The face of the man who took the reins when Ffrench alighted seemed familiar. The young fellow looked closer at him, and it was evident the recognition was mutual, for the stableman accosted him by name, and in the broad, familiar dialect of western Leinster.
“May I niver ate another bit if it isn’t Masther Gerald Ffrench!” he said. “Well, well, well, but it’s good for sore eyes to see ye. Come out here, Steve, an’ take the team. Jump down, Masther Gerald, an’ stretch yer legs a bit. It’s kilt ye are entirely.”
A swarthy little Mexican appeared, and led the tired horses into the stable. Then the young journalist took a good look at the man who seemed to know him so well, and endeavored, as the phrase goes, to “place him.”
“Ye don’t mind me, yer honor, an’ how wud ye? But I mind yersilf well. Sure it’s often I’ve druv ye and Mr. Edward too. I used to wurruk for Mr. Ross of Mullinger. I was Denny the postboy–Denis Driscoll, yer honor; sure ye must know me?”
“Oh yes, to be sure–I remember,” said Gerald, as recollection slowly dawned upon him. “But who’d have thought of finding you in a place like this? I didn’t even know you’d left Ross’s stables.”
“Six or siven months ago, yer honor.”
“And have you been here ever since? I hope you are doing well,” said Gerald.
“Iver since, sor, an’ doin’ finely, wid the blessin’ o’ God. I own that place,” pointing to the stable, “an’ four as good turnouts as ye’d ax to sit behind.”
“I’m glad of it,” said Gerald heartily. “I like to hear of the boys from the old neighborhood doing well.”
“Won’t ye step inside, sor, an’ thry a drop of something? Ye must be choked intirely wid the dust.”
“I don’t care if I do,” answered Gerald. “I feel pretty much as if I’d swallowed a limekiln.”
A minute later the two were seated in Denny’s own particular room, where Gerald washed the dust from his throat with some capital bottled beer, while his host paid attention to a large demijohn which contained, as he informed the journalist in an impressive whisper, “close on to a gallon of the real ould stuff.”
Their conversation extended far into the night; but long before they separated Gerald induced Denny to despatch his Mexican helper, on a good mustang, to the Ugarte ranch, bearing to Senor Vincenza Mr. Ffrench’s card, on which were penciled the words: “Please come over to San Luis as soon as possible. Most important business.”

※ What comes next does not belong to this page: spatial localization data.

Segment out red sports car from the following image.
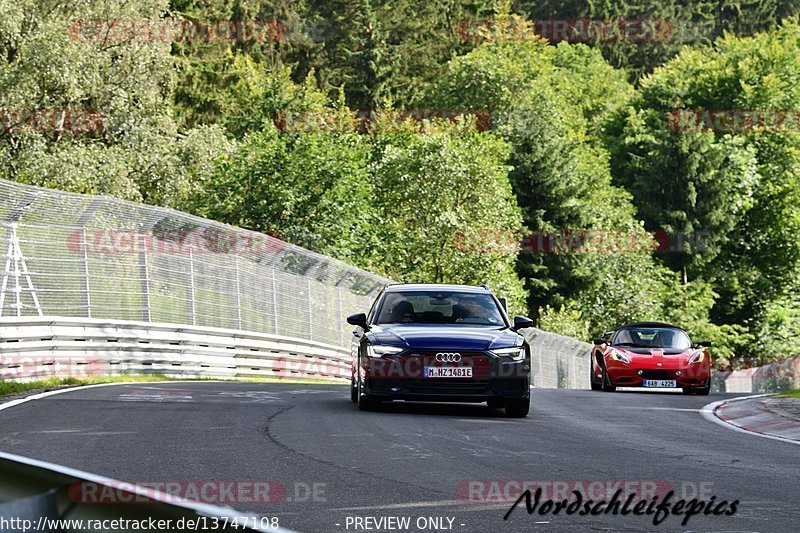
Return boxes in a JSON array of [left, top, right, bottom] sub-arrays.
[[590, 322, 711, 395]]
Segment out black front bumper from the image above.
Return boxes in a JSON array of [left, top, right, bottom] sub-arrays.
[[362, 353, 530, 402]]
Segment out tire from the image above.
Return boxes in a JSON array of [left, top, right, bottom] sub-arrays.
[[683, 378, 711, 396], [350, 375, 358, 402], [487, 398, 505, 408], [590, 357, 602, 391], [356, 369, 379, 411], [505, 397, 530, 417], [601, 365, 616, 392]]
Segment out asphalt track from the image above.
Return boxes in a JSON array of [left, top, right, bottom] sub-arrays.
[[1, 382, 798, 532]]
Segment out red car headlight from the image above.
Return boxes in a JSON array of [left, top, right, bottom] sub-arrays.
[[609, 349, 631, 364], [688, 352, 706, 365]]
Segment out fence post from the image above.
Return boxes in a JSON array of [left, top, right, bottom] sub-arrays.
[[307, 278, 313, 341], [337, 288, 344, 347], [188, 245, 196, 326], [234, 255, 242, 330], [270, 269, 278, 334], [139, 233, 151, 322], [82, 228, 91, 318]]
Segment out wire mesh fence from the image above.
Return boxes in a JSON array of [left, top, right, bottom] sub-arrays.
[[0, 179, 389, 347]]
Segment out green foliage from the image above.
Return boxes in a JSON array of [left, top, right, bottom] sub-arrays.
[[429, 35, 670, 328], [609, 22, 800, 358], [370, 128, 527, 313], [608, 103, 760, 280], [514, 0, 800, 80], [186, 127, 378, 265], [0, 0, 231, 205]]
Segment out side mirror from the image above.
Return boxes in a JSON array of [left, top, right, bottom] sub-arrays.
[[513, 315, 534, 330], [694, 340, 712, 348], [347, 312, 369, 330], [593, 338, 606, 345]]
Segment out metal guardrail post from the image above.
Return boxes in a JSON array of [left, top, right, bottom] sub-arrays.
[[270, 269, 278, 335], [234, 255, 242, 330], [188, 245, 196, 326], [81, 228, 91, 318], [307, 278, 313, 341], [140, 234, 151, 322], [337, 288, 344, 347]]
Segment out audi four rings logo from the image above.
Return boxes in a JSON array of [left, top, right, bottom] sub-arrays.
[[435, 353, 461, 362]]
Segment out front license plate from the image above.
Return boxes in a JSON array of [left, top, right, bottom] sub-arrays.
[[424, 366, 472, 378], [642, 379, 677, 388]]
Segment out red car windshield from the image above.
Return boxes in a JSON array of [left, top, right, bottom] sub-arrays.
[[612, 327, 692, 349]]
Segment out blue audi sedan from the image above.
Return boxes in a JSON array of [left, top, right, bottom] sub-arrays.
[[347, 284, 533, 417]]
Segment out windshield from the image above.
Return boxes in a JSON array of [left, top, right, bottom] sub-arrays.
[[612, 327, 692, 349], [376, 290, 505, 326]]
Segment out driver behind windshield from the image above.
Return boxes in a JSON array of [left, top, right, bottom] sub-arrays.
[[454, 297, 487, 322], [376, 291, 503, 325]]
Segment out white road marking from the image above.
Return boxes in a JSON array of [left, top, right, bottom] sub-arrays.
[[0, 380, 230, 412], [617, 407, 701, 412], [27, 429, 88, 433], [455, 419, 514, 423]]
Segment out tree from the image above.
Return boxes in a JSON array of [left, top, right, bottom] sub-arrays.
[[370, 123, 527, 313], [187, 126, 379, 266], [429, 31, 669, 326], [514, 0, 800, 80], [609, 22, 800, 359]]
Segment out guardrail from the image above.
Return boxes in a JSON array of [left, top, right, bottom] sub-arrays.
[[0, 317, 350, 382], [0, 450, 294, 532], [523, 328, 591, 389]]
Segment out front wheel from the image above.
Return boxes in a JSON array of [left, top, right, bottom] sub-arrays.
[[505, 397, 530, 417], [590, 359, 602, 391], [356, 372, 379, 411], [683, 379, 711, 396], [601, 366, 616, 392]]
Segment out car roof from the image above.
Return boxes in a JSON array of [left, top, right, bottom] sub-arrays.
[[384, 283, 492, 294], [617, 321, 686, 331]]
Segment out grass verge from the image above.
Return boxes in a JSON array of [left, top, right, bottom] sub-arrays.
[[779, 389, 800, 398]]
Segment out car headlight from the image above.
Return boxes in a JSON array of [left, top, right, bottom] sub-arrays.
[[493, 347, 526, 361], [610, 349, 631, 364], [367, 345, 405, 357], [688, 352, 705, 365]]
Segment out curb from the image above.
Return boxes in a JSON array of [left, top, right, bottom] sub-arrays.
[[701, 394, 800, 446]]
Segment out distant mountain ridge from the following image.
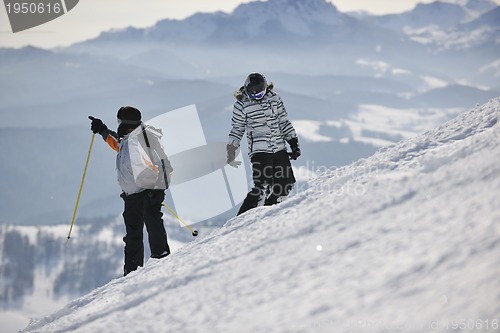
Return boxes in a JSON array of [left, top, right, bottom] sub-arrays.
[[458, 0, 499, 15], [367, 0, 499, 51], [63, 0, 499, 84], [462, 5, 500, 28], [70, 0, 498, 50], [77, 0, 399, 48], [370, 1, 471, 30]]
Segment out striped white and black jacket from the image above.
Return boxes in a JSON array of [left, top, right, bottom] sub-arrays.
[[228, 84, 297, 157]]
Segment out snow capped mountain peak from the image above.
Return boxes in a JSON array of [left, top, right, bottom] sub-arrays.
[[410, 0, 499, 23], [233, 0, 338, 16], [231, 0, 343, 35], [371, 0, 499, 31], [449, 0, 498, 14], [469, 5, 500, 25], [270, 0, 339, 14], [406, 1, 469, 28], [21, 99, 500, 332], [414, 0, 463, 10], [367, 0, 499, 50], [121, 0, 349, 44]]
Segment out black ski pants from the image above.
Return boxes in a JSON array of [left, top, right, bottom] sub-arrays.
[[237, 150, 295, 216], [120, 189, 170, 276]]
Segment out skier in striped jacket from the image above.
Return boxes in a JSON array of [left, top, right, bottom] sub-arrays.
[[227, 73, 301, 215]]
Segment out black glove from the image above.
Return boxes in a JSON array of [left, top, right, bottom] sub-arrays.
[[287, 138, 301, 160], [226, 144, 237, 164], [89, 116, 107, 134]]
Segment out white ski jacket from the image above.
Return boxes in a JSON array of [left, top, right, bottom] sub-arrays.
[[102, 124, 173, 195], [116, 134, 143, 195], [228, 86, 297, 157]]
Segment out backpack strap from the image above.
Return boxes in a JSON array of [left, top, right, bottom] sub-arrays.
[[141, 124, 169, 189]]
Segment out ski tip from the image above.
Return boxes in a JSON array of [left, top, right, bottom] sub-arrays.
[[88, 116, 95, 121]]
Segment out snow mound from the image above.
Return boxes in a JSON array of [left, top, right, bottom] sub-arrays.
[[23, 98, 500, 333]]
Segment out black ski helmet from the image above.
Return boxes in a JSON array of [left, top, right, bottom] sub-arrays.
[[244, 73, 267, 100], [117, 106, 141, 137]]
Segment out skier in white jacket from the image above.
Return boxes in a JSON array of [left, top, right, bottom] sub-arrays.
[[227, 73, 301, 215], [90, 106, 172, 276]]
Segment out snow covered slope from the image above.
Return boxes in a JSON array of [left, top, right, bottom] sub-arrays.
[[22, 98, 500, 332]]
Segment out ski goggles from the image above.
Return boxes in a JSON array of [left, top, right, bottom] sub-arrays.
[[248, 89, 266, 100], [117, 118, 142, 125]]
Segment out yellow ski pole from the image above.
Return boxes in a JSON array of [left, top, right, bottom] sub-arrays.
[[161, 202, 198, 237], [67, 132, 95, 240]]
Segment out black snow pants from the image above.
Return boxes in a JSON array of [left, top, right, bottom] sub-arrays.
[[237, 150, 295, 216], [120, 189, 170, 276]]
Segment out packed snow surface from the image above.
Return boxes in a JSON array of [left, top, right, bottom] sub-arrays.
[[23, 98, 500, 332]]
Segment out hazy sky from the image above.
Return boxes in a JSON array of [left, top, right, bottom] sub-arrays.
[[0, 0, 493, 49]]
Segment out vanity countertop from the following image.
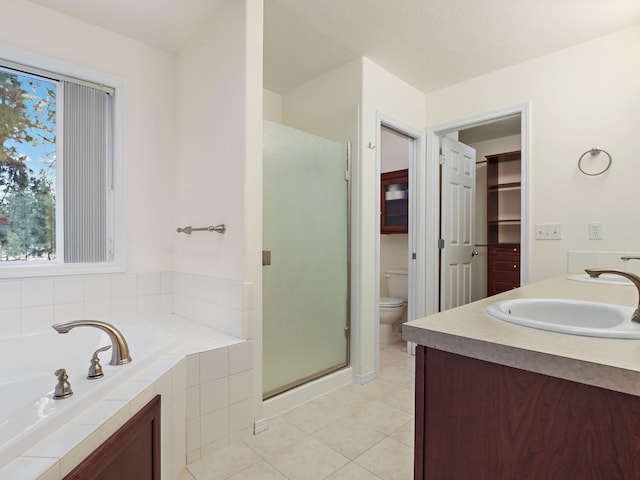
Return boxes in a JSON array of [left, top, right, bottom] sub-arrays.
[[402, 274, 640, 396]]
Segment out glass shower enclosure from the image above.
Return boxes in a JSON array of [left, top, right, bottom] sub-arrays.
[[263, 121, 350, 399]]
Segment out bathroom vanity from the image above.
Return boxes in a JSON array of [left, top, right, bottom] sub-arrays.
[[403, 275, 640, 479]]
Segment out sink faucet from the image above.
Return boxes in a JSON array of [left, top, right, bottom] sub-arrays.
[[52, 320, 132, 365], [584, 269, 640, 323]]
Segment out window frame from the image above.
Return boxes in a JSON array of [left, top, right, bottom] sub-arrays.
[[0, 45, 126, 278]]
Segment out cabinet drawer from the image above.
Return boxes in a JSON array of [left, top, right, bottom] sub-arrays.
[[489, 244, 519, 255], [493, 260, 520, 272], [490, 270, 520, 284]]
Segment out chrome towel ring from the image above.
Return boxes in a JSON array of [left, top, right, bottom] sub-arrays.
[[578, 148, 612, 176]]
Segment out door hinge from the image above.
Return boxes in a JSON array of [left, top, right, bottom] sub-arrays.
[[412, 252, 417, 260], [438, 238, 445, 249], [344, 327, 350, 339], [262, 250, 272, 266], [439, 154, 446, 165], [344, 169, 350, 181]]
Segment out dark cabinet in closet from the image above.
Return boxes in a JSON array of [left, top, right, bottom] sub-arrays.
[[486, 151, 521, 295]]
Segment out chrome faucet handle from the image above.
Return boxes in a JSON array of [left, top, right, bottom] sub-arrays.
[[53, 368, 73, 399], [87, 345, 111, 379]]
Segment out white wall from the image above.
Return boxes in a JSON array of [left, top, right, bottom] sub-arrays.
[[1, 0, 176, 274], [425, 25, 640, 282], [360, 57, 426, 376], [263, 88, 283, 123], [282, 58, 362, 144], [174, 0, 264, 446]]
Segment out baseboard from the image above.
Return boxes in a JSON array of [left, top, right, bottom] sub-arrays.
[[357, 370, 377, 384]]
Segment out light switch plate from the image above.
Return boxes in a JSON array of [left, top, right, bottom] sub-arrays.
[[535, 223, 562, 240]]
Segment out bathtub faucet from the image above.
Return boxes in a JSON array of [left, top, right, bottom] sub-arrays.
[[52, 320, 132, 366]]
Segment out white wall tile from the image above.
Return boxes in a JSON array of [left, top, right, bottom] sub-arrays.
[[186, 386, 200, 420], [111, 274, 137, 298], [0, 308, 20, 336], [112, 296, 137, 320], [229, 399, 254, 434], [84, 300, 112, 321], [54, 277, 84, 305], [205, 277, 222, 304], [171, 359, 187, 399], [186, 418, 201, 452], [200, 378, 228, 414], [161, 271, 174, 294], [200, 408, 228, 447], [84, 276, 112, 302], [137, 273, 161, 296], [186, 354, 200, 388], [242, 282, 254, 311], [225, 281, 243, 310], [199, 348, 229, 384], [21, 279, 54, 307], [161, 294, 174, 315], [21, 305, 54, 333], [54, 303, 84, 322], [229, 370, 253, 405], [186, 448, 201, 464], [0, 281, 21, 310], [138, 295, 162, 318], [229, 341, 252, 374]]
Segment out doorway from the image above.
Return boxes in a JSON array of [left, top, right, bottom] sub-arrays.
[[426, 104, 530, 315], [376, 115, 426, 366]]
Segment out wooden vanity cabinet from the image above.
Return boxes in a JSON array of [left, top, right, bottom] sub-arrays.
[[64, 395, 161, 480], [380, 169, 408, 234], [486, 151, 521, 295], [414, 346, 640, 479]]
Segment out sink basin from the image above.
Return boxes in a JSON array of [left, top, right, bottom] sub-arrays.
[[486, 298, 640, 339], [567, 273, 633, 286]]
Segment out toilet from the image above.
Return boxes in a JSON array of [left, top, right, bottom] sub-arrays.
[[379, 268, 408, 344]]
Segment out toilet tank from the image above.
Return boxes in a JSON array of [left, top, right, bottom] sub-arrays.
[[385, 269, 408, 300]]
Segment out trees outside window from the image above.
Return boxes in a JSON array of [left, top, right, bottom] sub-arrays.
[[0, 70, 56, 262]]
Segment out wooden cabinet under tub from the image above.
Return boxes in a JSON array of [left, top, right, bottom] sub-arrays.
[[64, 395, 161, 480]]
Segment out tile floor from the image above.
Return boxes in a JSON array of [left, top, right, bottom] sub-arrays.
[[181, 341, 415, 480]]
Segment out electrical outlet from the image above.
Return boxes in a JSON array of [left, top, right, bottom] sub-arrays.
[[535, 223, 562, 240], [589, 222, 603, 240]]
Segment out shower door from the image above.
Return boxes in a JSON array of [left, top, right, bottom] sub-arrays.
[[263, 121, 349, 399]]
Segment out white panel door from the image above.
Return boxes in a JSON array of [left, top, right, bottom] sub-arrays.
[[440, 137, 476, 311]]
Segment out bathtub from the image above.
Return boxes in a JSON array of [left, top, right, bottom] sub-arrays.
[[0, 319, 176, 470]]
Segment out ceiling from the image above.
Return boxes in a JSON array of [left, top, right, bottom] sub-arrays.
[[27, 0, 640, 94]]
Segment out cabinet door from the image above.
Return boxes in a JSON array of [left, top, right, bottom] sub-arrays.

For the tale told by the ex-postboy, his change of residence and present prosperity, seemed to throw a curious light on the Drim churchyard mystery.
Senor Vincenza appeared the following morning just as Gerald had finished breakfast. The ranchero remembered the representative of the Evening Mail and greeted him cordially, expressing his surprise at Gerald’s presence in that part of the country. The Spaniard evidently imagined that this unexpected visit had some bearing on the recently decided lawsuit, but the other’s first words dispelled the illusion.
“Senor Vincenza,” Ffrench said, “I have heard a very strange story about your sister, and I have come to ask you for an explanation of it.”
The young Spaniard changed color and looked uneasily at the journalist.
“What do you mean?” he asked. “I do not understand you. My sister is in Europe.”